Again the sculpted lamps give a good view & on the high specification models LED taillights with a new arrow-shaped light signature look great. Like the wider looking ‘face’ of the car, the rear design of the new Rio gives the car a stronger overall appearance
Into the Cabin.
The Rio has a modern look inside the cabin, and it looks well set out ergonomically. The infotainment centre has been a focal point here, and it works well with Apple & Andriod systems.The dash is driver focused and that works well.It has usb & Aux ports in the front, and all models have steering wheel operation for ease of use as well as Bluetooth for hands-free. Some models have voice recognition.
The models have cloth upholstery for the lower models and leather for the upper models, they also get a more mod looking gearshift as well. The Rio is comfortable and has very little wind noise. It comes with a lot of spec depending on the model, but be warned the top spec is more expensive than its competitors. It has a 325 L boot as well, so travel should be a breeze.

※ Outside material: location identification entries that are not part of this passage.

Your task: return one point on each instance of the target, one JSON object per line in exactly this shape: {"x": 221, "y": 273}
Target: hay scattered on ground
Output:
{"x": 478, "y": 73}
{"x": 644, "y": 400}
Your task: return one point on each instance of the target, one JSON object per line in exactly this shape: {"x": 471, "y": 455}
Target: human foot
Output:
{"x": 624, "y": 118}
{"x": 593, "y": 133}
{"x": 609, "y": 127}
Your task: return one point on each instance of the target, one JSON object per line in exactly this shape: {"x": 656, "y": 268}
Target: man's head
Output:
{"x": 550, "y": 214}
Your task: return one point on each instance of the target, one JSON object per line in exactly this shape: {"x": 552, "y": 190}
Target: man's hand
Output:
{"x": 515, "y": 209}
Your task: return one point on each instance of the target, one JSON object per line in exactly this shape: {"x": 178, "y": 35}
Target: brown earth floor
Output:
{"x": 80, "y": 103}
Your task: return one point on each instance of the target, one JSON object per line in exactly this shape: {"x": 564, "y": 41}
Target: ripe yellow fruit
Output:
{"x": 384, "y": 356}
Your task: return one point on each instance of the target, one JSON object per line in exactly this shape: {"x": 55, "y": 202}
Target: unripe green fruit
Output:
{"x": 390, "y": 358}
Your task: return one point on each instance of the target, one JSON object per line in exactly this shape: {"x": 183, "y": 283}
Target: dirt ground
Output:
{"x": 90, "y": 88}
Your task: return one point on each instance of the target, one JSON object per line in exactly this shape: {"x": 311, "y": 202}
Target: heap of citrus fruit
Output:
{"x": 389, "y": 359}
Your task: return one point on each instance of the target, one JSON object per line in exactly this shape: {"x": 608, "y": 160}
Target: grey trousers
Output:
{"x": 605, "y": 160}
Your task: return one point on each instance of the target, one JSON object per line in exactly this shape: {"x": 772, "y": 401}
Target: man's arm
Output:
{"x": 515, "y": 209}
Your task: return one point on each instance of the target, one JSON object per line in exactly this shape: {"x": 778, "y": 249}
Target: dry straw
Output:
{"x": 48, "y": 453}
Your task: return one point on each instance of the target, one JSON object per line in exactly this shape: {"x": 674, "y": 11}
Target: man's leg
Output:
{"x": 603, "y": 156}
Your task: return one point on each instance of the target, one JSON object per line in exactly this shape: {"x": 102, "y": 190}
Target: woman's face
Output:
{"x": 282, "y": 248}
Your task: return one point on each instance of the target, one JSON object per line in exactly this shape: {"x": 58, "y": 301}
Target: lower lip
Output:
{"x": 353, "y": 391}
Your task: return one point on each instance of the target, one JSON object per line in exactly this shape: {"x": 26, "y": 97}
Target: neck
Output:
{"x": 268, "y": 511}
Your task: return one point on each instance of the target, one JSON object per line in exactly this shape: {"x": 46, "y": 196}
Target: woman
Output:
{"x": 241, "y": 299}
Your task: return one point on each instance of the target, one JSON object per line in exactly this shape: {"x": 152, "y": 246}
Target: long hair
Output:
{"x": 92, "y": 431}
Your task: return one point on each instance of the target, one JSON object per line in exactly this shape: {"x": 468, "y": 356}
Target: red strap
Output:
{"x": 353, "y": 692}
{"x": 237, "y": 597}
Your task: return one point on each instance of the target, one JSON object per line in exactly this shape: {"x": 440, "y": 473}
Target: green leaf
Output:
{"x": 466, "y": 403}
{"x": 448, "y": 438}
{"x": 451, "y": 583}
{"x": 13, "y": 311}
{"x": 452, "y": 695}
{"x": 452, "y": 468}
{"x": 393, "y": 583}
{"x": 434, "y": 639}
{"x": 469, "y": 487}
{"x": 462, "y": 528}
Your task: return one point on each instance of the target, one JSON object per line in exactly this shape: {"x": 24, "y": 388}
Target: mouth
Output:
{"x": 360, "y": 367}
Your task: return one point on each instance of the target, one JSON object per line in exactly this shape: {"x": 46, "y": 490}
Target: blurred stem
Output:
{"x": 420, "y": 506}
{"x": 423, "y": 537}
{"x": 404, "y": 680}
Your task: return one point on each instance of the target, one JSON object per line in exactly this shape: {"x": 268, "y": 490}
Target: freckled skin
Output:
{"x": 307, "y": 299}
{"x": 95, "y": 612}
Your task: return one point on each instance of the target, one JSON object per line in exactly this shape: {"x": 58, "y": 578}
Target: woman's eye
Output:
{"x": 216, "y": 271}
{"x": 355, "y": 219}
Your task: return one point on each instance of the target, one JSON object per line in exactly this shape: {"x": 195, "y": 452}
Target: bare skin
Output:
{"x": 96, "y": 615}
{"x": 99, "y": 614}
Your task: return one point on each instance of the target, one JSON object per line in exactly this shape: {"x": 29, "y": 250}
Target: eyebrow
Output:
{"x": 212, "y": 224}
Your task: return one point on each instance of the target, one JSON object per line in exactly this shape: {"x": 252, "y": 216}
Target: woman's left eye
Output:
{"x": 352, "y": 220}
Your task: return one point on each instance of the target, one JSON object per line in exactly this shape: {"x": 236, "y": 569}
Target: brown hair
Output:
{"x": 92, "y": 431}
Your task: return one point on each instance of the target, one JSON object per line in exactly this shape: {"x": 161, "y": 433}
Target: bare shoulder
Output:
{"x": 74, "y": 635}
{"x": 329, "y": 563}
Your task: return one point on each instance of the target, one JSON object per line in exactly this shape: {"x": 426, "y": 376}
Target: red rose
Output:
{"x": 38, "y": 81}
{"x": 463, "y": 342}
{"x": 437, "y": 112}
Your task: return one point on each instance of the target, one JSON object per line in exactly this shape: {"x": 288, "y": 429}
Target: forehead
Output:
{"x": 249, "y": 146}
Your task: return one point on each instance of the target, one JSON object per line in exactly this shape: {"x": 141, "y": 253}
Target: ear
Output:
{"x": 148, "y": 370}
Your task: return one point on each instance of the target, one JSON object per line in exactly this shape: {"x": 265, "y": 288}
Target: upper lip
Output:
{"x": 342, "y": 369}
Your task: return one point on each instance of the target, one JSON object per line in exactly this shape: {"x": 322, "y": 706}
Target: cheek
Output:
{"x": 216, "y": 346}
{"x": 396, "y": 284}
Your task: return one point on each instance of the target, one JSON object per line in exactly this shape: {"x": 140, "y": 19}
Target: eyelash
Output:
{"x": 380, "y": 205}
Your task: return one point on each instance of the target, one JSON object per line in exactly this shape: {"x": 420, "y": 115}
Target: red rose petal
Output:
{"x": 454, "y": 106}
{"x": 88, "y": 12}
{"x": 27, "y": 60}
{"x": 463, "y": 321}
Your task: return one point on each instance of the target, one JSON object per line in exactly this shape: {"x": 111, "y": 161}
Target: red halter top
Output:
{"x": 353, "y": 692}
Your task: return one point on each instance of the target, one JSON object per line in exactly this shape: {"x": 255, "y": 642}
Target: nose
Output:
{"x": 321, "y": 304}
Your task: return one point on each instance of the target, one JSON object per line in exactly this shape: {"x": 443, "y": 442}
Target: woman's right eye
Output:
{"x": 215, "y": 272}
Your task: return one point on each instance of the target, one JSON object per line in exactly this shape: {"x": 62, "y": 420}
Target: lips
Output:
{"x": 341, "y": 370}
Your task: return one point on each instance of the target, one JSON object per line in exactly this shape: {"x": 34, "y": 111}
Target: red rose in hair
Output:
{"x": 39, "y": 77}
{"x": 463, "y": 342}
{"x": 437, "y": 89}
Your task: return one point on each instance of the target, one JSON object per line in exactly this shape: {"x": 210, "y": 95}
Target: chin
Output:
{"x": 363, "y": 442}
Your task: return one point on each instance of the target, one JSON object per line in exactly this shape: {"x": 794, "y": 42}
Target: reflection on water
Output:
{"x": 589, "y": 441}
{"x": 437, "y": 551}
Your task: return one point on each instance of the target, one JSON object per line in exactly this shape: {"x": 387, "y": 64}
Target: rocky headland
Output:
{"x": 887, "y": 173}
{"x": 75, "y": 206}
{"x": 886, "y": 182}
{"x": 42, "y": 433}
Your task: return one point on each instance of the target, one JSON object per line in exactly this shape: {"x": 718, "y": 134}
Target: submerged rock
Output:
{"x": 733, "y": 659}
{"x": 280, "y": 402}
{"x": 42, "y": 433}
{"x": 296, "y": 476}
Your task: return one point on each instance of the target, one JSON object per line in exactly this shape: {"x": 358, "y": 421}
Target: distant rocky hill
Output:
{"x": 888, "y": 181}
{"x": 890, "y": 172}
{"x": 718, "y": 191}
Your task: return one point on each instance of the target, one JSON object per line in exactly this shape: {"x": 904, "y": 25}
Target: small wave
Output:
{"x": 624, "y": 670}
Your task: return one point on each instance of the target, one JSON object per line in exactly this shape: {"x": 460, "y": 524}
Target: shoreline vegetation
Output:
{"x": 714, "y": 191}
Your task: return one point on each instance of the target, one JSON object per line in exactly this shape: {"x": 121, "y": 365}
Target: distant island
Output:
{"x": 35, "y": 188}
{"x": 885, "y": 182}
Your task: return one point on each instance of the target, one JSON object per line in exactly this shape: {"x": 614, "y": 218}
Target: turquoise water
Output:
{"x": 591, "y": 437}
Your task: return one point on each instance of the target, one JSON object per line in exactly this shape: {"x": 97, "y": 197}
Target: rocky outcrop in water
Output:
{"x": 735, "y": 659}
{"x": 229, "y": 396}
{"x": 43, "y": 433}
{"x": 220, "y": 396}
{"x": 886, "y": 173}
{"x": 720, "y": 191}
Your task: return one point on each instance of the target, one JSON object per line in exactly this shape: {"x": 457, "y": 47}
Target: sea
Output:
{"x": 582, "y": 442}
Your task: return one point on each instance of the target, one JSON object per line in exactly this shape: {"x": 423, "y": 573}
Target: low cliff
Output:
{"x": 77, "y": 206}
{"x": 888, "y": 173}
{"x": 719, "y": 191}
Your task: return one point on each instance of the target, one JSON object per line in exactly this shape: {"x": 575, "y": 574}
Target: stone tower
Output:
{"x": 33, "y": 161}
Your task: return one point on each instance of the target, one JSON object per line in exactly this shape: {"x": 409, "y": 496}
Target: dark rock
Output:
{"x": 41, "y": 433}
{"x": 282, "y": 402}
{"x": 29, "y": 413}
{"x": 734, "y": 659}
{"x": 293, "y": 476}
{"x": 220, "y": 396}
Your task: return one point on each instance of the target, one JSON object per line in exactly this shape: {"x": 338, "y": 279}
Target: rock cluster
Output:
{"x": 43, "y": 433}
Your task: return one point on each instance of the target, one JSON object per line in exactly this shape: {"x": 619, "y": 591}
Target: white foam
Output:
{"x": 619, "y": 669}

The Rio comes with two engines, notably the 1.25 L & 1.4 L petrol engines. The 1.25-litre engine produces peak power of 62 kW at 6,000 r/min and 120 Nm torque at 4,000 r/min. The 1.4-litre engine produces 74 kW at 6,300 r/min and 135 Nm torque at 4,200 r/min. This is where we found a slight problem, the 1.4L which we drove was lacking power in 5th and sixth gear, and this would lead to using fuel and straining the engine in due course. It was not comfortable on over taking either.
Safety is well taken care of in the Rio and comes with driver’s and passenger’s airbags (including side and curtain airbags in the TEC model), the new Rio features front seatbelt pre-tensioners with load limiters, side door impact beams front and rear, child locks, and impact sensing door unlocking. ISOFIX child seat anchors are standard across the range, as is Anti-lock Braking System (ABS). The drive of the Rio for me was good, it handles well, with steering on point, so you have a good drive, comfort and a lot of spec.
Rio 1.2 LS Manual R 219,995
Rio 1.4 LX Manual R 234,995
Rio 1.4 EX Manual R 249,995
Rio 1.4 TEC Manual R 274,995
All models are available with an optional automatic transmission for an additional R13,000. A sunroof is available as an option on the Rio TEC for an additional R8,500.
Adding even further value to the KIA Rio package is KIA’s class-leading 5-year / Unlimited Kilometre Warranty, inclusive of 5-years / Unlimited Kilometres Roadside Assistance, as standard, as well as a 4-year / 60,000km Service Plan.
The Kia Rio is at the top end of the B segment, and will find buyers who value good build quality, good spec, a good looking car and comfort. It is also at the top end on price however, and its competitors score on this point.